Le blogue de Jacques Gauthier
12 juillet: Saints Louis et Zélie Martin
Louis Martin, horloger-bijoutier, et son épouse Zélie Martin, dentellière, se marient à Alençon le 12 juillet 1858. Ils ont neuf enfants, mais quatre mourront en bas âge. Leurs cinq filles, Pauline, Marie, Léonie, Céline, Thérèse, deviennent toutes religieuses. Quatre entrent au carmel de Lisieux. Seule Léonie suit le Christ au monastère de la Visitation de Caen, sous le nom de sœur Françoise-Thérèse. Sa cause de canonisation a été officiellement acceptée à Rome le 3 février 2021.

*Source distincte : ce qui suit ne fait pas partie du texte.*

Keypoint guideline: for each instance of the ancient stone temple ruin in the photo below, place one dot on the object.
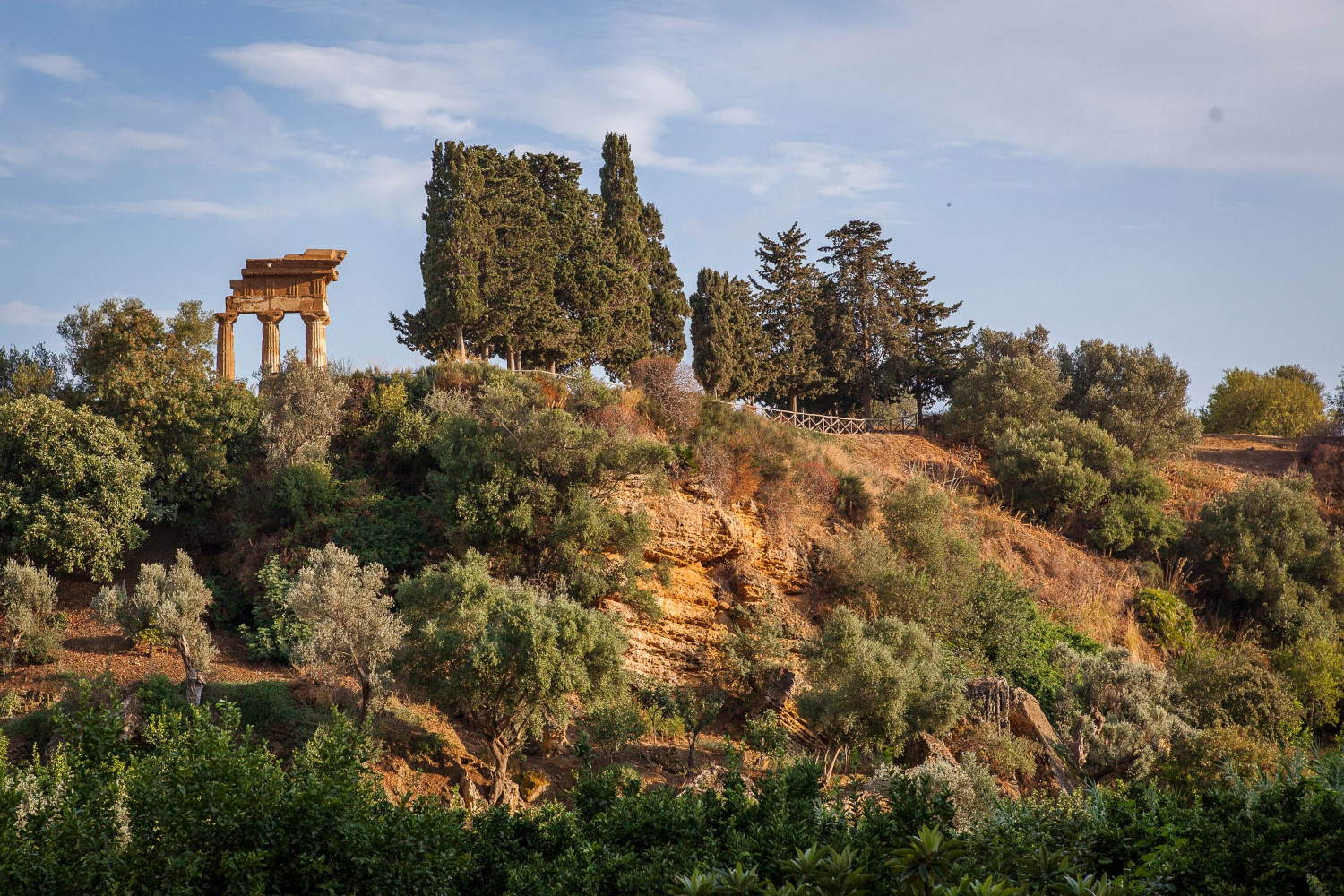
(271, 288)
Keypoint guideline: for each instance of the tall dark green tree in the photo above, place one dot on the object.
(787, 300)
(726, 338)
(521, 314)
(631, 325)
(863, 314)
(456, 255)
(935, 352)
(668, 306)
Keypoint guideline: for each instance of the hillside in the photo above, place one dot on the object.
(720, 557)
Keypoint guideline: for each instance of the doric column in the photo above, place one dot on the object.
(314, 347)
(225, 346)
(271, 340)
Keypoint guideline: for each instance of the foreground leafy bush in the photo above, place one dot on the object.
(199, 806)
(72, 487)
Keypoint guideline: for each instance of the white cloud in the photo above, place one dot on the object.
(56, 65)
(736, 116)
(188, 209)
(26, 314)
(823, 168)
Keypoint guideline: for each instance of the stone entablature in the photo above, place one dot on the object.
(271, 288)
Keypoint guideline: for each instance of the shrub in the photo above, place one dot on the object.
(1117, 716)
(505, 654)
(527, 484)
(874, 685)
(766, 735)
(1233, 684)
(1011, 382)
(1072, 473)
(672, 398)
(852, 500)
(1266, 555)
(354, 627)
(752, 653)
(70, 487)
(301, 492)
(1166, 618)
(1133, 394)
(276, 632)
(168, 603)
(1279, 402)
(615, 724)
(153, 376)
(30, 630)
(300, 413)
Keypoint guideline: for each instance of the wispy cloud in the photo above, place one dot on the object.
(26, 314)
(446, 89)
(56, 65)
(736, 116)
(190, 209)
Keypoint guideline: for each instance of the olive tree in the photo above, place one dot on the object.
(1010, 382)
(27, 614)
(300, 413)
(72, 487)
(1118, 716)
(355, 632)
(505, 654)
(167, 603)
(1134, 394)
(875, 685)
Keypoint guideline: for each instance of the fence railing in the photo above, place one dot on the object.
(828, 424)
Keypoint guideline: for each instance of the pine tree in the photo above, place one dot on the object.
(629, 323)
(668, 308)
(454, 258)
(862, 314)
(935, 352)
(788, 295)
(725, 335)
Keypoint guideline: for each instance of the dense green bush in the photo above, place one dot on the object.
(1011, 382)
(1117, 716)
(1285, 401)
(198, 805)
(526, 482)
(1133, 394)
(505, 654)
(1073, 474)
(30, 629)
(72, 487)
(1265, 555)
(155, 378)
(1167, 619)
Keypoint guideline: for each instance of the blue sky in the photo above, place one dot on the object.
(1166, 171)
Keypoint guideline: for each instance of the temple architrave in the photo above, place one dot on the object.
(271, 288)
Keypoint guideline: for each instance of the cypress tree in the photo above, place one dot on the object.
(788, 295)
(862, 312)
(629, 323)
(668, 308)
(519, 290)
(454, 260)
(725, 335)
(935, 352)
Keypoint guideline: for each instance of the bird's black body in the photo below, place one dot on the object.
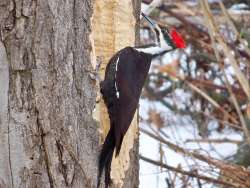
(126, 73)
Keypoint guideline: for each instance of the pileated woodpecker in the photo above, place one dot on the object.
(125, 75)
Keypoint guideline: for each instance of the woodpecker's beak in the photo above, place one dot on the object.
(151, 22)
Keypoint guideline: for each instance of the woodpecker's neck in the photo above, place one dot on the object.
(152, 50)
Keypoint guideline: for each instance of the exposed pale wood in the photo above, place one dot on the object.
(114, 26)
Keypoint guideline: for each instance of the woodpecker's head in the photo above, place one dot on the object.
(166, 39)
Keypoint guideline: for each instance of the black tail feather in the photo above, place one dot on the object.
(106, 158)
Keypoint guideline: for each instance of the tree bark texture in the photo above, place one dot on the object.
(115, 26)
(48, 137)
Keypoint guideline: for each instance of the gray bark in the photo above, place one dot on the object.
(47, 135)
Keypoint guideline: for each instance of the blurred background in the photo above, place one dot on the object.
(195, 107)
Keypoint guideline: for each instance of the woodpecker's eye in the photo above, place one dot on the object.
(167, 38)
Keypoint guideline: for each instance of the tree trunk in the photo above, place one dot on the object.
(48, 137)
(115, 26)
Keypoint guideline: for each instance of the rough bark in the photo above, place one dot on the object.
(115, 26)
(48, 137)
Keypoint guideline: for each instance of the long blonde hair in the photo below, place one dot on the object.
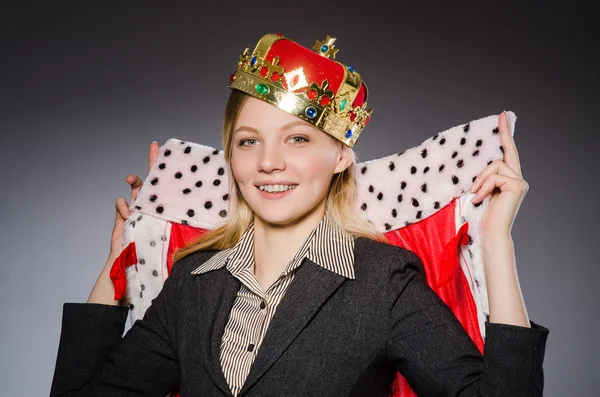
(339, 204)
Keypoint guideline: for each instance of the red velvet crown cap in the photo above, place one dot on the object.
(307, 83)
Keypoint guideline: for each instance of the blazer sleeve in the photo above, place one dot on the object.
(95, 360)
(435, 354)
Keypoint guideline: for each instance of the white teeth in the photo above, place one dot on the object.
(276, 188)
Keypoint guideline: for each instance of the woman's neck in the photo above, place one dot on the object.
(275, 245)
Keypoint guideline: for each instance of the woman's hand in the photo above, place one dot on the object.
(122, 207)
(502, 180)
(103, 291)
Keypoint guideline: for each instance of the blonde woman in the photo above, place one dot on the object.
(296, 295)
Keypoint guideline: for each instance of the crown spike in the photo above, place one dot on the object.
(326, 47)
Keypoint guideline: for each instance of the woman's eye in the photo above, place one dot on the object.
(299, 139)
(248, 142)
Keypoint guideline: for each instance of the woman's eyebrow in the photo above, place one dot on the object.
(284, 128)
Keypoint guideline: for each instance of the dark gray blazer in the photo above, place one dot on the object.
(330, 336)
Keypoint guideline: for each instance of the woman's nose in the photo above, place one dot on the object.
(271, 158)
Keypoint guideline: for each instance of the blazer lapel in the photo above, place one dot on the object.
(312, 285)
(217, 290)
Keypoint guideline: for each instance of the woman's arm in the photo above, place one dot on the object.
(93, 360)
(432, 350)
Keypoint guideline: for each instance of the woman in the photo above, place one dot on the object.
(296, 277)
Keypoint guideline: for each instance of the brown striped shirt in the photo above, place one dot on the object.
(253, 308)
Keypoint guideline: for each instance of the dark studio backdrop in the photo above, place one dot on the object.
(87, 85)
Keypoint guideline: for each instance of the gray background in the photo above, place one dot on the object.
(86, 86)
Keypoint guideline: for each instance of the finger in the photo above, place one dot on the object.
(122, 209)
(511, 155)
(135, 183)
(502, 182)
(495, 167)
(152, 155)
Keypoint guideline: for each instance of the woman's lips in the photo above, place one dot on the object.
(275, 195)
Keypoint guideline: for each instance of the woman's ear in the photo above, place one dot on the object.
(345, 159)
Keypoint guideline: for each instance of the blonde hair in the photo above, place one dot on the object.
(339, 204)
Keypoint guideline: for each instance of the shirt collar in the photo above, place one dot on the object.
(328, 246)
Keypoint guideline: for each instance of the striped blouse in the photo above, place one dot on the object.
(252, 311)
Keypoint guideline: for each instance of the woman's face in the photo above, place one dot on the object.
(283, 165)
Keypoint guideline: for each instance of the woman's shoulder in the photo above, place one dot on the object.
(190, 262)
(369, 251)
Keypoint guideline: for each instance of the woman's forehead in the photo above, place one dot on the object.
(259, 115)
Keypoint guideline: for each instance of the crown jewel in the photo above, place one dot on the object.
(310, 85)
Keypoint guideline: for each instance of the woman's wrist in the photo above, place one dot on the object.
(103, 291)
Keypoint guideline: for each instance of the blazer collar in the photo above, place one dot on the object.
(327, 246)
(312, 286)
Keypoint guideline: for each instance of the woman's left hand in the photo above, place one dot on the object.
(502, 180)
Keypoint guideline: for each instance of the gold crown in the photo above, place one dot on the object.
(327, 108)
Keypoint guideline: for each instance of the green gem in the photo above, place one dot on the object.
(262, 88)
(343, 104)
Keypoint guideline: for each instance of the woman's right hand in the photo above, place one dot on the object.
(103, 291)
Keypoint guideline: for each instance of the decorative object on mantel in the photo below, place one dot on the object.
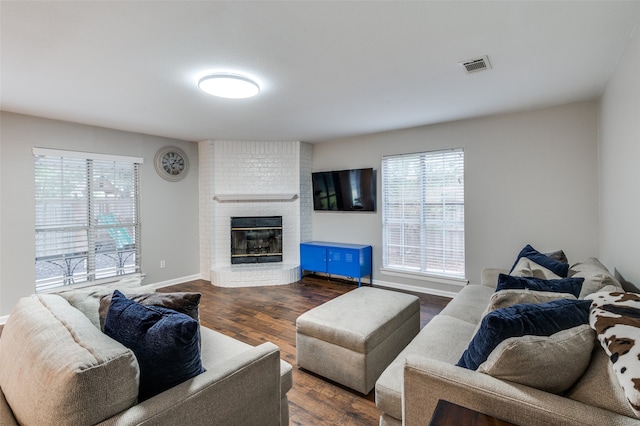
(225, 198)
(171, 163)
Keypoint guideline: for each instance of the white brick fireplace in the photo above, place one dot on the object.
(253, 179)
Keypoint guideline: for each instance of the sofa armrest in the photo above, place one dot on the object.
(426, 381)
(242, 390)
(489, 277)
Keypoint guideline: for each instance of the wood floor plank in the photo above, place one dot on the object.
(268, 314)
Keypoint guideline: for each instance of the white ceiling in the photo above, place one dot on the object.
(327, 69)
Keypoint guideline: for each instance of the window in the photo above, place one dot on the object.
(423, 213)
(87, 221)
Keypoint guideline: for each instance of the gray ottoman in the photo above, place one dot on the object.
(354, 337)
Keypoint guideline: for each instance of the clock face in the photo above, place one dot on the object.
(171, 163)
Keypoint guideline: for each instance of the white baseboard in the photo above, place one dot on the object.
(174, 281)
(416, 289)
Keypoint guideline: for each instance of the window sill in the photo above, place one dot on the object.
(425, 277)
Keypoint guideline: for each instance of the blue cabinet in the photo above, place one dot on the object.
(351, 260)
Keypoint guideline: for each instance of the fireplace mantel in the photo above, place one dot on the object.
(226, 198)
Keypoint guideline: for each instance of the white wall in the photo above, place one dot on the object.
(620, 166)
(169, 210)
(530, 177)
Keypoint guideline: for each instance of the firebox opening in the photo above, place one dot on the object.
(256, 239)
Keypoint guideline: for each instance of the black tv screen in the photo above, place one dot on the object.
(345, 190)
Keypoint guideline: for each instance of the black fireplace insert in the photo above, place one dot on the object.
(256, 239)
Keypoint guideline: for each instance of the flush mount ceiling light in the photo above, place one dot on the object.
(229, 86)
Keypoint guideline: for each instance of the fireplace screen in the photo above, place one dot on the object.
(256, 239)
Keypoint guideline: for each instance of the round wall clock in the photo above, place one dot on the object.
(171, 163)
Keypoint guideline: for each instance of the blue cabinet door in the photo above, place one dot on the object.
(343, 262)
(313, 258)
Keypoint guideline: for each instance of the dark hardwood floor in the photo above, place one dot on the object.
(259, 314)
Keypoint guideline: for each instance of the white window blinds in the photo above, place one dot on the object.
(87, 217)
(423, 213)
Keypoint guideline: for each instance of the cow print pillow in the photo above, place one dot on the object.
(616, 319)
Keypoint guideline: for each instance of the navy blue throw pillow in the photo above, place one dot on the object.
(559, 268)
(166, 343)
(563, 285)
(524, 319)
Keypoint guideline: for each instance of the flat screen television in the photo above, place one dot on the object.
(345, 190)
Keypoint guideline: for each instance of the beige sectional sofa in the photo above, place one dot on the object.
(58, 368)
(425, 371)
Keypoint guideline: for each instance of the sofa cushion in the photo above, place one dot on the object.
(58, 368)
(528, 268)
(596, 277)
(564, 285)
(184, 302)
(444, 338)
(542, 319)
(87, 299)
(165, 342)
(469, 304)
(505, 298)
(558, 268)
(616, 319)
(563, 357)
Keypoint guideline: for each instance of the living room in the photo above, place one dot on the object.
(552, 175)
(556, 170)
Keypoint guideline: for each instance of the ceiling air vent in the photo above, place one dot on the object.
(475, 65)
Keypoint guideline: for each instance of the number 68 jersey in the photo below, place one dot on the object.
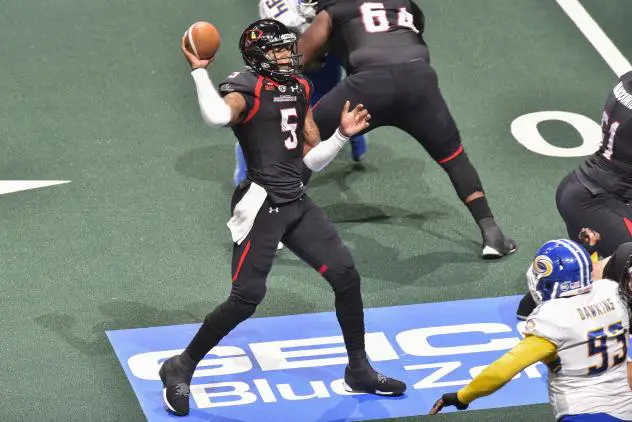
(271, 133)
(591, 332)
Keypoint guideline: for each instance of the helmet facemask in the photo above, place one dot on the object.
(307, 9)
(625, 283)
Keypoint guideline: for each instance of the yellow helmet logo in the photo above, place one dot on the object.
(543, 266)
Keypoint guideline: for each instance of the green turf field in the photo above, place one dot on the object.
(98, 93)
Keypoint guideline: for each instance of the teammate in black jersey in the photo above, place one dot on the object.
(268, 109)
(387, 61)
(598, 194)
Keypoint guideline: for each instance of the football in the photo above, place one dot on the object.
(202, 39)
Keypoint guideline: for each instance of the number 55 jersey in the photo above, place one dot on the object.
(591, 332)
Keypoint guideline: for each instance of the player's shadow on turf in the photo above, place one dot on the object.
(353, 214)
(116, 315)
(214, 163)
(381, 262)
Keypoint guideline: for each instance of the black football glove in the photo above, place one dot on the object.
(448, 399)
(589, 239)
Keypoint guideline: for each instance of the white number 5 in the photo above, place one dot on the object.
(292, 141)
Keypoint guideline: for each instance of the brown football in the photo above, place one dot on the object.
(202, 39)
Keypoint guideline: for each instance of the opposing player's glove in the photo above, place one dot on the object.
(448, 399)
(589, 239)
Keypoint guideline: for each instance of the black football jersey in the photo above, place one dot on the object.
(370, 33)
(271, 134)
(611, 165)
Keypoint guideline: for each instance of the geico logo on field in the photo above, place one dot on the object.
(326, 351)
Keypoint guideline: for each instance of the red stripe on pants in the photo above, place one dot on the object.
(242, 258)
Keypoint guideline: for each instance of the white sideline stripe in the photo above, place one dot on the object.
(10, 186)
(596, 36)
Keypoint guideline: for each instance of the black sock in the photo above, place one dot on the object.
(481, 212)
(358, 360)
(217, 325)
(350, 314)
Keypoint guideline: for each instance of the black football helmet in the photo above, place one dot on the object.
(264, 36)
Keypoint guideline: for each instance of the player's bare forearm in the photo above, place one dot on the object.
(314, 40)
(310, 132)
(237, 105)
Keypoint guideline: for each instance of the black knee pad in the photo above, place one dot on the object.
(345, 281)
(228, 315)
(250, 291)
(463, 176)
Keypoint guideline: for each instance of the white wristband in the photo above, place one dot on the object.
(322, 154)
(215, 111)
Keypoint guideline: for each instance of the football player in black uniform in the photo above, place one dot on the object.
(268, 109)
(387, 62)
(598, 194)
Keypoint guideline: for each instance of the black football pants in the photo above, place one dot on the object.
(605, 213)
(304, 229)
(406, 96)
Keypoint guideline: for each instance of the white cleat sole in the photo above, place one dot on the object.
(377, 392)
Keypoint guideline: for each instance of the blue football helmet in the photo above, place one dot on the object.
(561, 268)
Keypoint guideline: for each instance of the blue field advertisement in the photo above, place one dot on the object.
(290, 368)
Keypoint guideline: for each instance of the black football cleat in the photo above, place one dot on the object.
(367, 380)
(526, 306)
(496, 244)
(176, 373)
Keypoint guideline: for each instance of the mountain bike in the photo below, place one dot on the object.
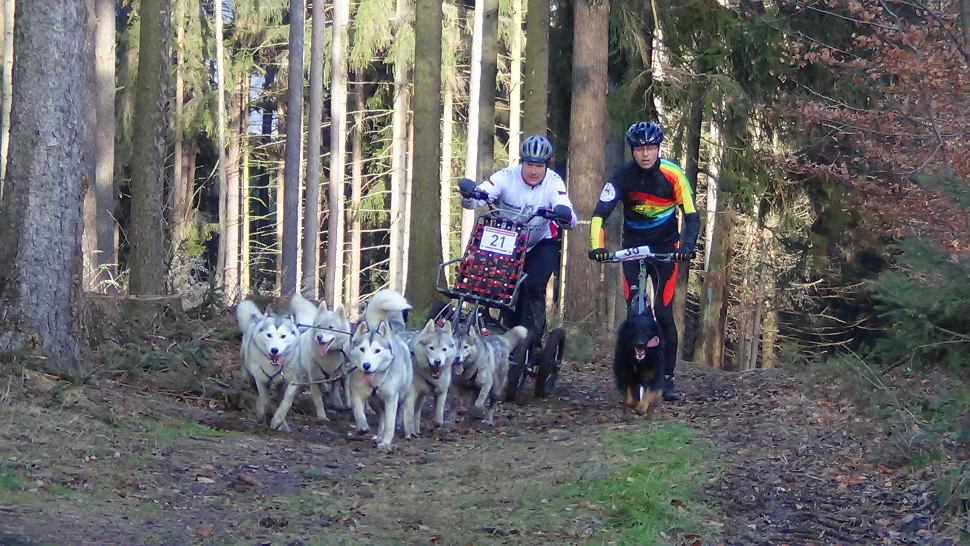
(487, 280)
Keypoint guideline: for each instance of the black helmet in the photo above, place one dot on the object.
(536, 149)
(644, 133)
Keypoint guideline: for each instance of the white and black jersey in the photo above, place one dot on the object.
(511, 198)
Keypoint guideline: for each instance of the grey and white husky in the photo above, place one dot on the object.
(270, 349)
(381, 364)
(323, 335)
(433, 353)
(482, 367)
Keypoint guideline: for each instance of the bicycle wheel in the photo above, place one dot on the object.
(549, 362)
(518, 370)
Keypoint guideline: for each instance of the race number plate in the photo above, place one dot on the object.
(498, 241)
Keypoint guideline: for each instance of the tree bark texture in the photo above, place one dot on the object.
(399, 129)
(40, 213)
(486, 97)
(691, 168)
(515, 81)
(425, 247)
(338, 153)
(238, 123)
(311, 201)
(146, 265)
(356, 190)
(712, 327)
(536, 80)
(290, 262)
(587, 156)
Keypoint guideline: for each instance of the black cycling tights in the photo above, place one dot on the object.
(540, 263)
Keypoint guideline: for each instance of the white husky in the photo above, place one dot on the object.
(483, 367)
(433, 352)
(323, 336)
(381, 364)
(269, 352)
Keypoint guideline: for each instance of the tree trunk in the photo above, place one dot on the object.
(515, 81)
(7, 67)
(180, 191)
(425, 248)
(223, 273)
(356, 190)
(587, 156)
(472, 133)
(399, 128)
(89, 235)
(536, 93)
(486, 97)
(691, 169)
(338, 153)
(40, 212)
(447, 137)
(712, 322)
(147, 259)
(238, 127)
(311, 202)
(290, 262)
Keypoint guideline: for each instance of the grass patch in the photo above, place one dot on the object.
(629, 485)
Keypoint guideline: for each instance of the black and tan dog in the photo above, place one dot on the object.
(638, 364)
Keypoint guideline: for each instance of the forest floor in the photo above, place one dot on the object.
(121, 460)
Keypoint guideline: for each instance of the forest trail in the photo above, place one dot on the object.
(796, 468)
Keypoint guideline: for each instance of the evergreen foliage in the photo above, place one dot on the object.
(926, 302)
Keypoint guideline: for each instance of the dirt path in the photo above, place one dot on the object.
(797, 469)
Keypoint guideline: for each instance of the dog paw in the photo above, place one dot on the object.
(282, 427)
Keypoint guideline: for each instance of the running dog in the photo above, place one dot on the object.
(381, 364)
(638, 364)
(323, 336)
(482, 367)
(433, 352)
(270, 349)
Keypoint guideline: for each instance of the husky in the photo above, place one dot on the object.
(323, 335)
(638, 364)
(482, 367)
(433, 352)
(270, 349)
(381, 363)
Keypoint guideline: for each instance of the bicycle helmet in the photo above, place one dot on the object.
(536, 149)
(644, 133)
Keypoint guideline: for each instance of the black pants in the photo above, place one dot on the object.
(663, 276)
(530, 310)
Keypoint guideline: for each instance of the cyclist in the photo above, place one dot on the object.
(515, 193)
(651, 189)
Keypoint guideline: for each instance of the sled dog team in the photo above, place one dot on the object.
(377, 362)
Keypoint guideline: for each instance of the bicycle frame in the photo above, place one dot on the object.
(641, 254)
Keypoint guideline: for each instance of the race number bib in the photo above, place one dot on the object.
(608, 194)
(498, 241)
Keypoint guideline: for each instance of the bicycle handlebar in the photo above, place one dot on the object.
(543, 212)
(640, 253)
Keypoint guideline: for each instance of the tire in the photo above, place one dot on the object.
(550, 360)
(518, 374)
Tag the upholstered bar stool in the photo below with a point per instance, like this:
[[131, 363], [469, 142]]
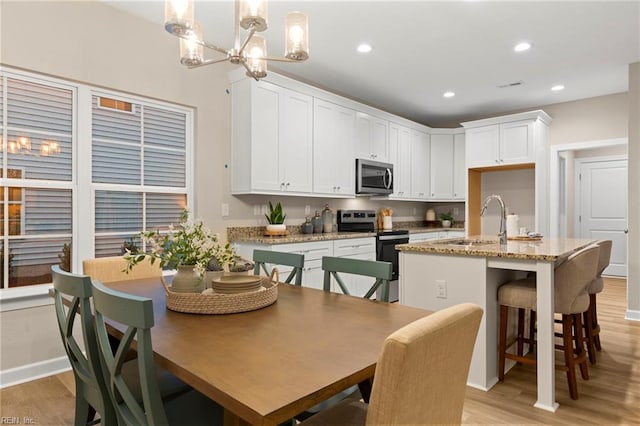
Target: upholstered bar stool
[[591, 326], [571, 279]]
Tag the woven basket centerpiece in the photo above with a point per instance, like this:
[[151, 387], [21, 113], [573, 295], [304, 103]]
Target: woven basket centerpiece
[[229, 294]]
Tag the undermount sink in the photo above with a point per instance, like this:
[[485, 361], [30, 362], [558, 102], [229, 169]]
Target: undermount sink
[[466, 242]]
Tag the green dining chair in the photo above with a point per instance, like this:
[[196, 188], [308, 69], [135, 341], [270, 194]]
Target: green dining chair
[[136, 313], [263, 257], [91, 391], [381, 271]]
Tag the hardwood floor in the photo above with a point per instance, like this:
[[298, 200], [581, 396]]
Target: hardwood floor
[[610, 396]]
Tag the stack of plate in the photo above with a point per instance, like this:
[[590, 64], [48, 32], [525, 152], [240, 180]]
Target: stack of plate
[[236, 284]]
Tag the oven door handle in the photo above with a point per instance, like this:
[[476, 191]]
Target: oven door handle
[[400, 238]]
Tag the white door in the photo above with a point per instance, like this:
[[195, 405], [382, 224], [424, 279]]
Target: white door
[[602, 210]]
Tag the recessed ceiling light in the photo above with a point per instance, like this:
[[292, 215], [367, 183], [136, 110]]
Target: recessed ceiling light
[[364, 48]]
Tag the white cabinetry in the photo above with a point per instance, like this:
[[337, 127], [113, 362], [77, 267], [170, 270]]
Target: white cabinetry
[[272, 139], [501, 144], [333, 149], [420, 160], [441, 167], [459, 168], [372, 137], [400, 156], [355, 248]]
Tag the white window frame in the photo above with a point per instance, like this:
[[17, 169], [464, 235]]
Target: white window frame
[[83, 190]]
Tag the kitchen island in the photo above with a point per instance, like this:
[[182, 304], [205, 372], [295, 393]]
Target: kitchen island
[[438, 274]]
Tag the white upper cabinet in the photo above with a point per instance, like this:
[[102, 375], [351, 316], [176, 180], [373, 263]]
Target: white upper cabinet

On connaît surtout la benjamine, sainte Thérèse de l’Enfant-Jésus (1873-1897), docteur de l’Église. Elle avait déjà reconnu la sainteté de ses parents en écrivant à l’abbé Bellière : « Le bon Dieu m'a donné un père et une mère plus dignes du Ciel que de la terre » (Lettre 261). Elle remerciera souvent le Seigneur de lui avoir donné une famille où Dieu était le premier servi.
La vocation de mariage
Louis et Zélie Martin n’ont pas été canonisés parce qu’ils sont les parents de la petite Thérèse, mais par l’exemple de leurs vies données au service des autres et de Dieu dans le sacrement de mariage. Ces laïcs ordinaires ont pris au sérieux la vocation universelle à la sainteté en mettant Dieu à la première place dans leur foyer, le servant dans la prière fervente et l’amour des plus pauvres. Ils n'ont pas recherché les honneurs et les premiers rangs, ils ont voulu aimer jusqu'au bout.
Nous rêvons si souvent de grandeur et de pouvoir, de « carriérisme », dirait le pape François. Jésus invite à ne pas être au-dessus de tous, mais au service de tous, en sortant de nos égoïsmes qui nous enferment dans l’indifférence. Avec Jésus, qui est venu non pour être servi, mais pour donner sa vie, le premier arrivé est le premier à servir. C’est ce qu’on fait les parents Martin.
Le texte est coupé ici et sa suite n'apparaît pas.